I don’t usually do white bread, but, in the interests of science 😉 I made the first loaf out of my new Römertopf pan a white bread with the idea of seeing if I could reproduce Celia’s Römertopf White Sourdough Loaf.
And it was supurb.
I took it warm down to the “morning after” party after our winter solstice celebration last weekend, and it disappeared in a thrice.
But, for someone who believes so much in science, I’m not very good at it. You couldn’t say it was an exact reproduction. I didn’t want to make a huge loaf, so I reduced all the proportions. This is my version of Celia’s version of Joanna’s white bread formula.
Put 1½ cups of fed sourdough starter in a bowl and leave, covered, on the benchtop for around 8 hours.
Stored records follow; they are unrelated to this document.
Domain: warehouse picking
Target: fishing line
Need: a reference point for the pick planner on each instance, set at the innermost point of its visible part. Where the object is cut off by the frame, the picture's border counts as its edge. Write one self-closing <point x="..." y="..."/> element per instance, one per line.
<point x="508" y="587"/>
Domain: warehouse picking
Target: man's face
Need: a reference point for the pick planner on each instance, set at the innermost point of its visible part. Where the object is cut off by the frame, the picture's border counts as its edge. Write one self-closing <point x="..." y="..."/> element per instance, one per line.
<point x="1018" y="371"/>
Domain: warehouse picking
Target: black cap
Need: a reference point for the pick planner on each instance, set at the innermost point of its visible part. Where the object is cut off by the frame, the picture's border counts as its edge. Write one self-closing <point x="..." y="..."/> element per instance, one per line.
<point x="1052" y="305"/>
- About 3 teaspoons of olive oil
- 1 scant teaspoon of salt
- 1 good teaspoon of brown sugar
- 1½ cups of baker’s flour.
Tip another half a cup of baker’s flour on the benchtop, and knead briefly to get a smooth, not sticky dough.
Put a little swig of olive oil in a bowl, and swish the dough around in it to cover, and leave it to prove in a warmish spot for another 8 hours or so.
Flour the benchtop again and knead the dough very briefly again, then put it in the oiled Römertopf pan. Slash the top with a sharp knife and leave, covered, in a warmish place for another hour or so, until it is well risen (about double in size).
Put the pan of bread dough in the kitchen sink and (carfully, so as not to wet the dough) fill the sink with hot water up to the lip. My hot water out of the tap (from our solar hot water system), this time of year is hot but not boiling. You can put your hand in it.
Leave to soak for 10 minutes, then put the pan in a cold oven and turn the oven on. My gas oven is antique and the temperature is unreliable, but you don’t want it too hot – my second go at baking it in my mother’s modern oven was too hot and it cooked too quickly, resulting in a doughy middle.
This one though cooked perfectly in 40 minutes, coming out with a thin crisp crust and a lovely texture. Not marshmallow soft like bought white bread but light and dense at the same time. Perfect for the morning after the party warm from the oven with butter and honey and good coffee. Yum.